In buying those mortgage-backed securities, the Fed is allowing banks to lend more money. And with a bigger supply of money to lend out, the interest rate drops. Home buying becomes more attractive and housing demand goes up.
“As we’ve seen, prices have been going bananas in the housing market. And this is closely related to the Fed’s dramatic interventions,” Conti-Brown said.
There was another factor in the last 12 months — a lot of people wanted to get out of small apartments and buy bigger houses.
The Fed doesn’t buy mortgage-backed securities because it has a preference for housing. It’s just that the central bank’s tools are limited.
“The Federal Reserve Act really restricts the kinds of bonds that the Fed can buy in ordinary times, and it allows for the purchase of mortgage-backed securities in a way that it doesn’t allow for the purchase of other kinds of securities, absent an emergency,” Conti-Brown said.
The Fed hasn’t pulled back from buying mortgage-backed securities; it’s still trying to stimulate the economy.
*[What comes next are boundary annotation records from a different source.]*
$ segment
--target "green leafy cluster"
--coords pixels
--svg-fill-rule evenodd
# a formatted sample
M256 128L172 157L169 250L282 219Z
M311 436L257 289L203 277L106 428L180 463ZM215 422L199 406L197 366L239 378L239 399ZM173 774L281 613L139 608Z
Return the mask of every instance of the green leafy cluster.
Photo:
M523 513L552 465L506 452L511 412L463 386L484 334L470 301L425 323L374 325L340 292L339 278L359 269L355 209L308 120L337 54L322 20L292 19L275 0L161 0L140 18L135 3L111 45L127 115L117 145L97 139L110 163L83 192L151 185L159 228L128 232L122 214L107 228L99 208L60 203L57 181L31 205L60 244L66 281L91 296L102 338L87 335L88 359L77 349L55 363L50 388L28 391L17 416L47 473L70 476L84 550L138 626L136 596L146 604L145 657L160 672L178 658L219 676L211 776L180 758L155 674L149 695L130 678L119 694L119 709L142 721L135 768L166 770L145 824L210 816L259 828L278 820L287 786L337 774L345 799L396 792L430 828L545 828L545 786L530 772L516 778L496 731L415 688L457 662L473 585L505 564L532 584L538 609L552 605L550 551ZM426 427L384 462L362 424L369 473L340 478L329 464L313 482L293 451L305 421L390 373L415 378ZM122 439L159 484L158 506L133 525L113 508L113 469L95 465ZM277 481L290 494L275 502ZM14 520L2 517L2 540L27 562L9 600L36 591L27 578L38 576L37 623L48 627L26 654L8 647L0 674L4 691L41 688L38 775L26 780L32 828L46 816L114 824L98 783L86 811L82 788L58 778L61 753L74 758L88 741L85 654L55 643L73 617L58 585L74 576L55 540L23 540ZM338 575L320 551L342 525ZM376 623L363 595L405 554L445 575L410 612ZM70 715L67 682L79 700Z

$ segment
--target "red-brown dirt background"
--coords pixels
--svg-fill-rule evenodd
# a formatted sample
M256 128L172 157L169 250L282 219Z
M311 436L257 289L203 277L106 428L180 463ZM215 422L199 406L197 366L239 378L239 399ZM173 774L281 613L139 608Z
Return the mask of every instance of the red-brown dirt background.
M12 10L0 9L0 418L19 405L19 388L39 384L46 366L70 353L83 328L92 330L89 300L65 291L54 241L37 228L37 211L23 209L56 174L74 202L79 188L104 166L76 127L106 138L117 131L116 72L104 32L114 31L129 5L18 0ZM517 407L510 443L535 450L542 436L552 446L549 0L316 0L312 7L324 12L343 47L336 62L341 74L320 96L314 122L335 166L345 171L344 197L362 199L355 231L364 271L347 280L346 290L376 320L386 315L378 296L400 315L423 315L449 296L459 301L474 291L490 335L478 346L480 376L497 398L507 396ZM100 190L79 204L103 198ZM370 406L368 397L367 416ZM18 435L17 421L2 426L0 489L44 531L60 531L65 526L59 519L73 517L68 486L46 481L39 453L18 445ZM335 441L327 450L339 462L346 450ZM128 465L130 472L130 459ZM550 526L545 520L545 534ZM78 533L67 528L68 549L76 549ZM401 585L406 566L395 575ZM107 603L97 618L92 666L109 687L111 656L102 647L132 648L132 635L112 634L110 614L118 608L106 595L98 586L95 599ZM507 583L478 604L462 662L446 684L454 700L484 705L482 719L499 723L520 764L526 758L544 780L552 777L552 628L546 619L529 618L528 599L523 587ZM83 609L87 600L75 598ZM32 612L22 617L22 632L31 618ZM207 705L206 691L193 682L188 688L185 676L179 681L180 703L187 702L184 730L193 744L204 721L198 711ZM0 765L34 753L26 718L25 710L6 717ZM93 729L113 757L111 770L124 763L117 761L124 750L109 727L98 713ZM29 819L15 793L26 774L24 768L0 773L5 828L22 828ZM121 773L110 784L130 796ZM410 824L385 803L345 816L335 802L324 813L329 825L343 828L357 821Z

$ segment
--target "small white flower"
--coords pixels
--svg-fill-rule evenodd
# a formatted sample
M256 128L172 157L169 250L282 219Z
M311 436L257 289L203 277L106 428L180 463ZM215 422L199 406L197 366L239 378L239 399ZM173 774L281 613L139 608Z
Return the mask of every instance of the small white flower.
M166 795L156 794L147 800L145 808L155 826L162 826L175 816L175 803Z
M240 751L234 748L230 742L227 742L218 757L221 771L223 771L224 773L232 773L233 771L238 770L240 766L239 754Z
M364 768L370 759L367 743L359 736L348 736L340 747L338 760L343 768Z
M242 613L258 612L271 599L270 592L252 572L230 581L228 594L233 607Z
That’s led to worry in some circles.
“The concern is that if the Fed over-stimulates the economy, in particular over-stimulates the housing market, that could result in a housing bubble, where house prices increase rapidly and then fall rapidly,” said Gus Faucher, chief economist at PNC Financial Services Group. We’re not there yet, Faucher added.
In an interview with the Financial Times published today, Eric Rosengren at the Boston Fed (who said “we can’t have a boom and bust cycle in something like real estate”) acknowledged that may not come to pass. That the Fed is walking a fine line, however, is in no doubt.